New Regulations on Long Term Illness and Independent Contractors in The Netherlands

A New Year and new laws are awaiting employers in The Netherlands. 

Many are aimed at providing incentives to businesses in order to stimulate local labour markets while others may add additional red tape to already complex human resource management programs.

This article is part of  ELLINT ‘s January newsletter  which provides employers with a snapshot what they need to know about new regulations which may impact their human resource management and strategies over the next 12 months around Europe.


Long Term Illness:

In the Netherlands employers are obligated to continue to pay 70% of the (daily maximum) wage during the first two years of an employee’s long term illness. In addition, employers are obligated to pay a mandatory severance payment (transitievergoeding) if the employment contract is terminated after two years of illness. Criticism against this double ‘punishment’ has led to a legislative proposal where employers will be compensated for the payment of the mandatory severance payment in such circumstances.
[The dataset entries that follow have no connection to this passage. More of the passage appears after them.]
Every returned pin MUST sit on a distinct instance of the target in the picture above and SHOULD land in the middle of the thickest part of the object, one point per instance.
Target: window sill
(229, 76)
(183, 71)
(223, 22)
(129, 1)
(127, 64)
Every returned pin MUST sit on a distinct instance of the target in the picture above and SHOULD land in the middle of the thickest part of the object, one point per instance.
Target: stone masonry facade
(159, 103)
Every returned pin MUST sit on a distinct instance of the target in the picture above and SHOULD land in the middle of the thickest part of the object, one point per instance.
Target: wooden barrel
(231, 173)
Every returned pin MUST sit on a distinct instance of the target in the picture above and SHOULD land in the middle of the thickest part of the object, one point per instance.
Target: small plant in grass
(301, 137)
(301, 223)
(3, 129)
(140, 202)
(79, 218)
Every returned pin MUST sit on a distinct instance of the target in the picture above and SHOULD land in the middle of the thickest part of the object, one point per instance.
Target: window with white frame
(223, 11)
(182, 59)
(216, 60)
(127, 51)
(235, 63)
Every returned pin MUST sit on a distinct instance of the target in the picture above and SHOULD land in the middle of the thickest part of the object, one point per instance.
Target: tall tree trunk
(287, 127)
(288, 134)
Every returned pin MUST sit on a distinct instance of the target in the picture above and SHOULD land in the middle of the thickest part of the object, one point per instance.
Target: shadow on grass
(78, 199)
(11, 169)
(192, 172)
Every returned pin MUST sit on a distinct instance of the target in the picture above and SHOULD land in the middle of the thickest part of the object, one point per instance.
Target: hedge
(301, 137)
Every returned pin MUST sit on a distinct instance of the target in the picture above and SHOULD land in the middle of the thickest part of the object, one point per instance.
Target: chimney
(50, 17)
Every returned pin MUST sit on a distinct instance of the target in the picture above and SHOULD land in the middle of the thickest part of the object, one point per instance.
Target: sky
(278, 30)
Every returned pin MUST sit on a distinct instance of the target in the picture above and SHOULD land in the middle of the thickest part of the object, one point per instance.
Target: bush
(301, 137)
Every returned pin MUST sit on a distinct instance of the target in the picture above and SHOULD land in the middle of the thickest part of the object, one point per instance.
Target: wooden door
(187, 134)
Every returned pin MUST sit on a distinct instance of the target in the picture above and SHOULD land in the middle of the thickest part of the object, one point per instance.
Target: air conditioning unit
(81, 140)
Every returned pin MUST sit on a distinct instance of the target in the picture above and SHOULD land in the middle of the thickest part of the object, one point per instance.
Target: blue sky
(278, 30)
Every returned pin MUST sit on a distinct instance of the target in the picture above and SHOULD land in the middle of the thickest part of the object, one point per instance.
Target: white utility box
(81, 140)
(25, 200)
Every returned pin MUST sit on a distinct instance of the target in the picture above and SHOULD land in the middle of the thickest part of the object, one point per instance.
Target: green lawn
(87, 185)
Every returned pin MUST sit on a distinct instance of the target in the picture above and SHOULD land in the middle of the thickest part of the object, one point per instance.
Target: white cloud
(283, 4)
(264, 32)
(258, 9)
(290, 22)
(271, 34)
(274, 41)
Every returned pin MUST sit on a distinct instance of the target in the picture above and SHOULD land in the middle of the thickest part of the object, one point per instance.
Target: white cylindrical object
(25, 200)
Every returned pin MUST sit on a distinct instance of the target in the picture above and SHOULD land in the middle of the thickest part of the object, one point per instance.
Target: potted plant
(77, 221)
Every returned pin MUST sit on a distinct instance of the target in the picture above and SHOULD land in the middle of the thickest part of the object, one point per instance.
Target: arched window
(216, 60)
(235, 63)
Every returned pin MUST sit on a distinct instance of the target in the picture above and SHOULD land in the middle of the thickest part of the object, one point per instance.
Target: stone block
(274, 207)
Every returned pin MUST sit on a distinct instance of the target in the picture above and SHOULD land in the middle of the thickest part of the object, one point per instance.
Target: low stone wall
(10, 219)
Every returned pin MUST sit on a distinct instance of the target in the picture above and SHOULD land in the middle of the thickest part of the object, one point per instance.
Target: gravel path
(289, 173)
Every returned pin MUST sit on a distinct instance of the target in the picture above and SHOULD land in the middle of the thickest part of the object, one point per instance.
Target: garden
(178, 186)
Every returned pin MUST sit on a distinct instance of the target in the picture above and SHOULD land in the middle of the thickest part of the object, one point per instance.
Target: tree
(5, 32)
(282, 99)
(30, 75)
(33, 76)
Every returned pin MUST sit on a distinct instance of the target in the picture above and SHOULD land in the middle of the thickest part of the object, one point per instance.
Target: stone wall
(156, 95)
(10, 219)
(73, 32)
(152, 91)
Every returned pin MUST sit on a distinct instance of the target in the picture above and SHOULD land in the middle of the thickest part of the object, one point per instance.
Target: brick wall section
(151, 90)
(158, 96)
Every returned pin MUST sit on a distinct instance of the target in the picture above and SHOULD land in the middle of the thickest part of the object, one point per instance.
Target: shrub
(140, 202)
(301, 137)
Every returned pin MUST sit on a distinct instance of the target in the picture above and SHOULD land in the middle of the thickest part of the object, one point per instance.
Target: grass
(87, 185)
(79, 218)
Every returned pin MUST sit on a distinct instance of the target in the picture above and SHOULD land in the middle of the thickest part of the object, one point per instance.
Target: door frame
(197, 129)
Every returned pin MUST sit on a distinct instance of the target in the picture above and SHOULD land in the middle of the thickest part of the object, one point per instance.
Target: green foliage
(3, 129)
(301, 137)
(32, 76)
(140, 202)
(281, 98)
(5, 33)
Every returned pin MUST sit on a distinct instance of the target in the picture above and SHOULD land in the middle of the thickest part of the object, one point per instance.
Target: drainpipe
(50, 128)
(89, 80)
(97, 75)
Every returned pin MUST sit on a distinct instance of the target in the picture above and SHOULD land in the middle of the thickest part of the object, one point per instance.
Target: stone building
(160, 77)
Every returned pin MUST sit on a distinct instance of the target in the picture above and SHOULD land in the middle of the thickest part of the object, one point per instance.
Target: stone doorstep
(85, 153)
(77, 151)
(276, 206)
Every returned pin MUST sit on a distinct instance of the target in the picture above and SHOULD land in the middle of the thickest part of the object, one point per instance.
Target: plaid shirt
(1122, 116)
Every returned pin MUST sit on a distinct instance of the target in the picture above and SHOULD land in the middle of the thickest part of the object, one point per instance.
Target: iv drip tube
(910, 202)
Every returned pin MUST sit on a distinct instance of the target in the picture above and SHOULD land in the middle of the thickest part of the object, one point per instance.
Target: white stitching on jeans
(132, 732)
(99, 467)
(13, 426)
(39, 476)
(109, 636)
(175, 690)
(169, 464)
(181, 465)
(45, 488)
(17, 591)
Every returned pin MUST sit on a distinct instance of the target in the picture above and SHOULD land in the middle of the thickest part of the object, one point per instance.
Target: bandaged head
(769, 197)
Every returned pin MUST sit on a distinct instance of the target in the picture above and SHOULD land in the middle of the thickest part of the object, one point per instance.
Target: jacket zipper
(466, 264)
This proposal still has to be approved by the  Parliament but the expectation is that it will be approved in the coming months.

Independent Contractors:

The government has recently decided to postpone the enforcement of the Deregulation Assessment Employment Relationship Act (“WDBA”), originally introduced on May 1st, 2016 until January 1st, 2018. The WDBA was originally meant to protect independent contractors against false self-employment. However, in practice companies became less willing to hire independent contractors because of the uncertainty whether the relationship could be considered to be an employment contract – leading to a lot of criticism against the WDBA.  Hence the decision to postpone the enforcement of the Act until 2018.


There will be new government elections held in The Netherlands in March 2017.  We expect, regardless of which party wins, there will be new proposals and regulations introduced to help stimulate the national labor market in the coming months.